Ripley’s gaze swept acrossthe room,taking in all the brief details. It was pretty minimal in here, a glorified crash pad and a stark contrast to Joanne’s fairly lavish residence. Even though Chris had been forthcoming with information, she still couldn’t abandon suspicion just yet.

“You have something of a past, is that right?” Ripley asked.

Chris nodded without hesitation. “Yes I do. But that was a long time ago, before I met Joanne.”

“Care to talk us through it?”

“My ex-girlfriend accused me of beating her. I did no such thing, but I couldn’t prove I didn’t. Her word against mine. I lost.”

Ripley detected sincerity from the man’s nonverbal language. Steady breathing, no sudden twitches, steady tonality. Her instincts told her Chris was telling the truth, but the best psychopaths had the most convincing masks.

“And this Joanne business, how do you feel about it all?” Ripley asked.

“Gutted, obviously. What Joanne didn’t realize was that I lost two people through all of that. She only lost one, because she stopped caring about me soon after.”

“She seems to have gotten the better deal in the divorce,” Ella added.

Chris’s face lit up with a wry smile. “You’re right there.

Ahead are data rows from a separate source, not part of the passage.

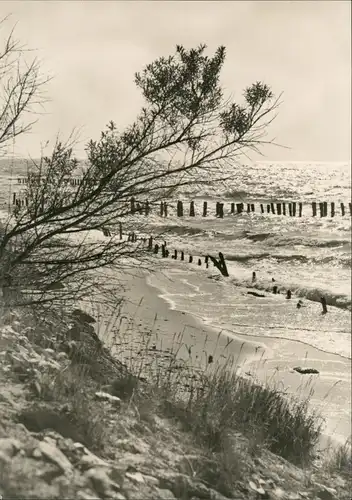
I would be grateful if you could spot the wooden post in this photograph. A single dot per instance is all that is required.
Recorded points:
(179, 209)
(323, 303)
(205, 209)
(224, 270)
(332, 209)
(133, 208)
(314, 208)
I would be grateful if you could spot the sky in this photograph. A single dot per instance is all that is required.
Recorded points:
(93, 49)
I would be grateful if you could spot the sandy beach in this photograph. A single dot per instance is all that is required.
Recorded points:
(152, 327)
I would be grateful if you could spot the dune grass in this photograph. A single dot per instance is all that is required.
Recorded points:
(211, 402)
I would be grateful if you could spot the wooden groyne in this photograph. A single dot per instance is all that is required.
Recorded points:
(220, 209)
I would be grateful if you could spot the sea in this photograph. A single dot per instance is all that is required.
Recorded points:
(310, 256)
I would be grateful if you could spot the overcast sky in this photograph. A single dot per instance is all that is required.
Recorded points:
(93, 49)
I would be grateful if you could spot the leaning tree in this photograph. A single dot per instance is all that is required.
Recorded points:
(188, 132)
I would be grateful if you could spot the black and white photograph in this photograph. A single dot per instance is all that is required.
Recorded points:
(175, 250)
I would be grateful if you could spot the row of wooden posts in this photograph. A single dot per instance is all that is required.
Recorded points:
(74, 181)
(165, 253)
(291, 209)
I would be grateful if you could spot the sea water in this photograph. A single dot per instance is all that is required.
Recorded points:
(311, 256)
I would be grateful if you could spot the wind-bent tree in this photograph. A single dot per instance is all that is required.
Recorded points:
(21, 91)
(186, 133)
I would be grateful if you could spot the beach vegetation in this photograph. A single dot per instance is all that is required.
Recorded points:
(187, 132)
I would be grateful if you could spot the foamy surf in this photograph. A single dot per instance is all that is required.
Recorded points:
(227, 306)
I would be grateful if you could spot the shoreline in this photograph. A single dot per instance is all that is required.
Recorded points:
(249, 351)
(151, 326)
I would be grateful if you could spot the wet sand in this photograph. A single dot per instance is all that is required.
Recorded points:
(150, 323)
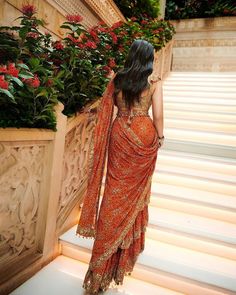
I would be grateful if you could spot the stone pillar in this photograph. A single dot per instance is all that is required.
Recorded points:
(162, 8)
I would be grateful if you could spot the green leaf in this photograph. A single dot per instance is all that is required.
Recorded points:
(18, 81)
(26, 75)
(8, 93)
(34, 62)
(42, 93)
(66, 27)
(23, 66)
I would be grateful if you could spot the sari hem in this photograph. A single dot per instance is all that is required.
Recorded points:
(140, 205)
(94, 282)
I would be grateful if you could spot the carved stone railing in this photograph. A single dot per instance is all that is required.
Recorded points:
(76, 153)
(43, 178)
(30, 177)
(162, 61)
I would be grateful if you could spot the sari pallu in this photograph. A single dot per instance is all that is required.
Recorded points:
(123, 217)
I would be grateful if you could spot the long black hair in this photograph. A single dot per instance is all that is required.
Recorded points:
(133, 78)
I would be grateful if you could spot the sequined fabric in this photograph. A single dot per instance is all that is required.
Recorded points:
(123, 216)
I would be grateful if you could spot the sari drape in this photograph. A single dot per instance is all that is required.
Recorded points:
(119, 230)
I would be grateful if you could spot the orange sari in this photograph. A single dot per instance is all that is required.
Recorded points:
(119, 228)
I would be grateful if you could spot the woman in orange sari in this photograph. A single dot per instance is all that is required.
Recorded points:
(131, 142)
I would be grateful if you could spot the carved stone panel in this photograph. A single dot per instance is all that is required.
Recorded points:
(76, 157)
(21, 174)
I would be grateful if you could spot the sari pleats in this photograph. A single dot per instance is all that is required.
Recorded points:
(123, 214)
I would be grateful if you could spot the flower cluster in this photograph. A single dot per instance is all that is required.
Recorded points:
(75, 18)
(28, 10)
(10, 70)
(32, 82)
(3, 83)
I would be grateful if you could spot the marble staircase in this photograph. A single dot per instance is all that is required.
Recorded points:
(191, 237)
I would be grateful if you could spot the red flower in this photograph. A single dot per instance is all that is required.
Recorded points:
(12, 70)
(102, 29)
(94, 35)
(32, 35)
(3, 84)
(49, 83)
(121, 48)
(101, 23)
(3, 69)
(33, 82)
(81, 45)
(90, 44)
(114, 37)
(74, 18)
(107, 69)
(28, 9)
(117, 25)
(83, 37)
(74, 40)
(111, 63)
(58, 45)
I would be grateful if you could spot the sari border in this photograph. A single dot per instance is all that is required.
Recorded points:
(140, 205)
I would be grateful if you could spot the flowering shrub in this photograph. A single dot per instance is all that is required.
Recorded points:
(195, 8)
(26, 99)
(74, 70)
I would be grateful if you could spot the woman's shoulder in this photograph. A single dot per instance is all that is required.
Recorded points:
(154, 78)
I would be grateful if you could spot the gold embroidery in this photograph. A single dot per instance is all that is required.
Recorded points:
(139, 207)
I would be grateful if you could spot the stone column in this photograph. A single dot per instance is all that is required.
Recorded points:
(162, 8)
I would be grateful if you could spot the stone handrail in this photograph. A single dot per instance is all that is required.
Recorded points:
(43, 178)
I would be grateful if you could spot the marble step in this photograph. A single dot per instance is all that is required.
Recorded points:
(195, 209)
(200, 117)
(192, 269)
(202, 137)
(65, 275)
(191, 181)
(179, 84)
(203, 75)
(191, 241)
(199, 99)
(196, 196)
(198, 125)
(208, 77)
(197, 226)
(196, 146)
(204, 88)
(203, 108)
(226, 168)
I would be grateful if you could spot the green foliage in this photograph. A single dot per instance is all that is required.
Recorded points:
(28, 100)
(180, 9)
(129, 8)
(37, 72)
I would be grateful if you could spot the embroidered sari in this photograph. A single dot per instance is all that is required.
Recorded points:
(119, 226)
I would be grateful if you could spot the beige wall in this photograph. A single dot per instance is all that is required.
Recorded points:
(207, 44)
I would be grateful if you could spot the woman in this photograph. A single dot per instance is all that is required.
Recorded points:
(132, 141)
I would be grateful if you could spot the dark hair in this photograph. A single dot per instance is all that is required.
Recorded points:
(133, 78)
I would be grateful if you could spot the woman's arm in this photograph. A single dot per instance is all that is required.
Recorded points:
(157, 108)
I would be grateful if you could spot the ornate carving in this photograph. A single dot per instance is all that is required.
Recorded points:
(107, 10)
(76, 7)
(205, 42)
(75, 165)
(20, 181)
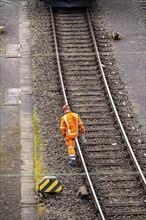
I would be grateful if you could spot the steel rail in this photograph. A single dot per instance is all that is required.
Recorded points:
(66, 102)
(113, 104)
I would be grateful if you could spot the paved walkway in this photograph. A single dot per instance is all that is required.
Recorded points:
(17, 166)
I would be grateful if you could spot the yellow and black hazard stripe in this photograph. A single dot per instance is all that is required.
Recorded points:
(50, 185)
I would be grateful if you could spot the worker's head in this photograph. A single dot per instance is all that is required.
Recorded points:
(66, 109)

But trust me, she needs all the help she can get. I couldn’t leave an addict to fend for themselves. For all her problems, I still love her.”

Ripley felt the sincerity radiating like a warm glow, Chris’s body language in sync with his tone and inflections. That kind of earnestness couldn’t be faked, at least not by anyone but an experienced performer. But still, the psychological profile was just a small cog in the justice machine. Chris’s involvement needed to be ruled out with hard facts.